Kış olunca evimin etrafında saz yetişirdi. Ben sazların kökünün tazesini beyazını yerdim, kabuklarını da atardım. Kışında azığım buydu. Bir gün hatırıma:
– Ey Hammad Ebu’l Hayr Tinati, sen kendini mütevekkil zannedersin. Halkın yapmadığını yapıyorm zannedersin ama otlaklarda otluyorsun, bir şeyler bulup yiyorsun, diye geldi. Kendi kendime:
” İlahi bundan sonra yerden biten hiçbir şey yemeyeceğim. Ancak bana kendi lafzından gönderirsen onu yiyeceğim. Senin izzetin hakkı için buna söz veriyorum ” dedim.
Böylece 12 gün geçti, namazın farzını sünnetini ve nafileleri tamamen kılıyordum. 12 gün de sadece nafileleri terk ederek namaza devam ettim. Sonra sünneti terk ettim. 12 gün sadece farzları kılmaya başladım. Sonra kıyamdan, daha sonra da oturarak da kılmaktan aciz kalarak farzları da eda edemez olmuştum.
Sırrımla niyaz ederek: ” Allah’ım bana farz kıldığın bir hizmetten sorguya çekmen ve kefil olduğun rızkımı da göndermen gerekir. Kefil olmakta devam ettiğin o rızkı bana fazlından ihsan eyle!” diye yalvardım. Ansızın önümde iki yuvarlak daire görüldü. İçinde de bir şey vardı. O iki yuvarlak kurs her gece bana gelir bende içindekini yer, gıdamı temin ederim.
(Şeyh yediği şeyin ne olduğunu söylemediği gibi müritleri de ne olduğunu sormadılar.)
Bir müddet böyle devam ettikten sonra bana gaza için sınır boyuna gitmem işaret edildi. Buralarını Müslümanlar ellerinde tutuyorlardı. Sınır boyuna gittim. Cuma günü bir köye vardım. Birkaç kişi mescidin kapısında toplanmış sohbet ediyorlardı, birisi anlatıyor diğerleri dinliyordu. Anlatan, Zekeriyya Aleyhisselam’ın ağaca saklandığını ve müşrikler tarafından testere ile kesildiğini anlatıyordu. Onun sabrından bahsederken ben içimden şöyle geçirdim:
” Orada bende olsaydım bende sabrederdim.”
Oradan ayrılıp sınır boylarında Antakya’ya geldiğimde dostlarım bana bir kılıç-kalkan verdiler. Sonra sınır boyuna varmak için oradan ayrıldım. Düşmandan korkarak duvar arkalarına sığınmaktan Alla’tan haya ettiğimden oralardaki meşeliğe geçtim. Gece deniz kenarına gidip, abdest alır, namaz kılardım. Gündüz olunca da yine o meşeliğe geçer düşmanın gelmesini beklerdim.

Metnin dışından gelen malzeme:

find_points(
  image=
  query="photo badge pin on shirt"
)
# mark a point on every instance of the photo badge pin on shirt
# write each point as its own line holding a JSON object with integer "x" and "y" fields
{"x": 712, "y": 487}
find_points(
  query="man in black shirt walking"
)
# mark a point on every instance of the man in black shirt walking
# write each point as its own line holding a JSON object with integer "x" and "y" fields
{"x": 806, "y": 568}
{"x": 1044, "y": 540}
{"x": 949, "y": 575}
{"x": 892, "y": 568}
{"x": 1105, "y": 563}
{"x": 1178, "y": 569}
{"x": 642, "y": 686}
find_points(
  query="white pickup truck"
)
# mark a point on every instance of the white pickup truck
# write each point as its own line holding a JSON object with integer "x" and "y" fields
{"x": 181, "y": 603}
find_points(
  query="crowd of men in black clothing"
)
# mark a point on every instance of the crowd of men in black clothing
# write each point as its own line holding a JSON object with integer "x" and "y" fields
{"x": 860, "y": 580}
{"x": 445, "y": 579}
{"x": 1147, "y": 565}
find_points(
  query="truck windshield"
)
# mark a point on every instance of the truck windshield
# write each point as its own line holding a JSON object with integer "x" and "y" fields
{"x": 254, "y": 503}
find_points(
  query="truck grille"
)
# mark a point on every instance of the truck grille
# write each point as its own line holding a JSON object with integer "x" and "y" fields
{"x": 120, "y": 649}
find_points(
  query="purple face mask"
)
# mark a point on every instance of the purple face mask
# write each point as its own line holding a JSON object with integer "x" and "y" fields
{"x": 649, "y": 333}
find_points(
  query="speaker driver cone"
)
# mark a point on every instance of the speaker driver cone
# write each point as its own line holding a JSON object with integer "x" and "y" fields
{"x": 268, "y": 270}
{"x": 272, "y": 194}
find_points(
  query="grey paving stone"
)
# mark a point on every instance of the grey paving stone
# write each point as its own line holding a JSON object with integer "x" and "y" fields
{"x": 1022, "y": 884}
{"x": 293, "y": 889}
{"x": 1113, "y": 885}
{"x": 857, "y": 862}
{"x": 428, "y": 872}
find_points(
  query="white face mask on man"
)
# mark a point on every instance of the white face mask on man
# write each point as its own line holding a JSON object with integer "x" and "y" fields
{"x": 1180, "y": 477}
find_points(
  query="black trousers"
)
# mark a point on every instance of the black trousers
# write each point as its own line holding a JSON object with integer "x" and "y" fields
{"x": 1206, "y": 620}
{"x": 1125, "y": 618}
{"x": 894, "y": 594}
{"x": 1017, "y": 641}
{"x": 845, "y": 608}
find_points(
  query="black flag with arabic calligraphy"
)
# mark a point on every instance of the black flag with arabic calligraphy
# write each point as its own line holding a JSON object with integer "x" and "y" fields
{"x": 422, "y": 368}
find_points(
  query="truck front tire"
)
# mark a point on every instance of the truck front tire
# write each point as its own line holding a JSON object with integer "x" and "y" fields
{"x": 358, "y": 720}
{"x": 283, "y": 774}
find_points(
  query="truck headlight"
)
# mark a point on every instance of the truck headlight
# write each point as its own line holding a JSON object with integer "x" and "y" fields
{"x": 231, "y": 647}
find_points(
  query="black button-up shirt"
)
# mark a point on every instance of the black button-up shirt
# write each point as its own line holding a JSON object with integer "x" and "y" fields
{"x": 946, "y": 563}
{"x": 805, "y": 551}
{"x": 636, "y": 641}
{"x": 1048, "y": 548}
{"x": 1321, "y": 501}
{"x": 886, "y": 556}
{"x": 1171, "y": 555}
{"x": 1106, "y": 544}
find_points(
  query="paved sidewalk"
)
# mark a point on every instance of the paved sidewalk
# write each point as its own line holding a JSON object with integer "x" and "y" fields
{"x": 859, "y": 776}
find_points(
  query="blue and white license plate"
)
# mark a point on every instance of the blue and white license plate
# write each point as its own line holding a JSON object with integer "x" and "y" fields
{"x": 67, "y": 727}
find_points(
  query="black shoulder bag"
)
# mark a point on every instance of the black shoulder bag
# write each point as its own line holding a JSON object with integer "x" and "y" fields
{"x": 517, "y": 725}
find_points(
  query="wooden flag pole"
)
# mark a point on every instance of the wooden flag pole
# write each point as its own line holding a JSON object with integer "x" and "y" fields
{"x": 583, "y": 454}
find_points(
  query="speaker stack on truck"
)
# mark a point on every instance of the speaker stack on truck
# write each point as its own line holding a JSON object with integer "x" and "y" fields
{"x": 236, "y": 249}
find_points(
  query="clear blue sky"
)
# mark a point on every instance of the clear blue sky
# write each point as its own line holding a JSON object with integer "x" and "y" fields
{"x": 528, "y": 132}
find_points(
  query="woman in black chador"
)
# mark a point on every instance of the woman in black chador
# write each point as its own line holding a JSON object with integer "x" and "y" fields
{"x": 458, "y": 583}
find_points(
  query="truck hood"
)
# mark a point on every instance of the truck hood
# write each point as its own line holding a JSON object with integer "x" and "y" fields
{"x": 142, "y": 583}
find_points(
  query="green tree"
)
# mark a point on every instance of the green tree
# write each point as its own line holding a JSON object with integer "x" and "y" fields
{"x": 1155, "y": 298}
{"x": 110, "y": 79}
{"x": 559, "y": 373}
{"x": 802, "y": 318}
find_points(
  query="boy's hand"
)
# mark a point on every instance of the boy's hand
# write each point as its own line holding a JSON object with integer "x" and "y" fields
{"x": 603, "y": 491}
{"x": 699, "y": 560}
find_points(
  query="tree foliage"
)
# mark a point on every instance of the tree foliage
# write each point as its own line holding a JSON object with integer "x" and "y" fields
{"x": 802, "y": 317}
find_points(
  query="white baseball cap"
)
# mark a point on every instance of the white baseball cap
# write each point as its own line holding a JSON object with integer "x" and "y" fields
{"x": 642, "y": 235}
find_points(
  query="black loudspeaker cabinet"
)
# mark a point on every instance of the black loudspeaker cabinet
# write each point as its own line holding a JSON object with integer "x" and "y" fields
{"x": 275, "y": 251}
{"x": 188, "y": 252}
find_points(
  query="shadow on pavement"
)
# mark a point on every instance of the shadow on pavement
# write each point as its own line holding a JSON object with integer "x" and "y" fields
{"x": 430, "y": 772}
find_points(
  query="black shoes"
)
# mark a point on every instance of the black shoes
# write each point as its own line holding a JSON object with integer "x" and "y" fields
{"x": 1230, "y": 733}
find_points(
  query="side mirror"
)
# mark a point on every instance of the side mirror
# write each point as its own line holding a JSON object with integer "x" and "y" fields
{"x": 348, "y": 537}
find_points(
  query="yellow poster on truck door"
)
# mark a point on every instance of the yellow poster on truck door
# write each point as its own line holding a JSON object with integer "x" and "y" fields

Bir gün meşelikte gezerken yemişlerinin bazısının olgunlaşmış, bazılarının da henüz olgunlaşmamış olduğu bir meyve ağacı gördüm. Güzel gözüküyorlardı. Allah’a verdiğim sözden o anda gafildim. Elimi uzatarak bir miktar topladım, bir kaç tanesini de yemeye başladım. O anda yeminim aklıma geldi. Hemen elimdekileri attım, ağzımdakileri tükürdüm. Kendi kendime mihnet ve bela vakti yaklaştı dedim. Silahlarımı bir kenara attım, bir ağacın dibine oturdum, elim şakağımda düşünmeye başladım.Hata işledim. Şimdi benim halim ne olacak diye düşünüyordum. Dalgın dalgın düşünürken bir bölük silahlı ve atlı asker gelerek etrafımı srdı. Beni bağlayıp yaka paça komutanlarının yanına götürdüler.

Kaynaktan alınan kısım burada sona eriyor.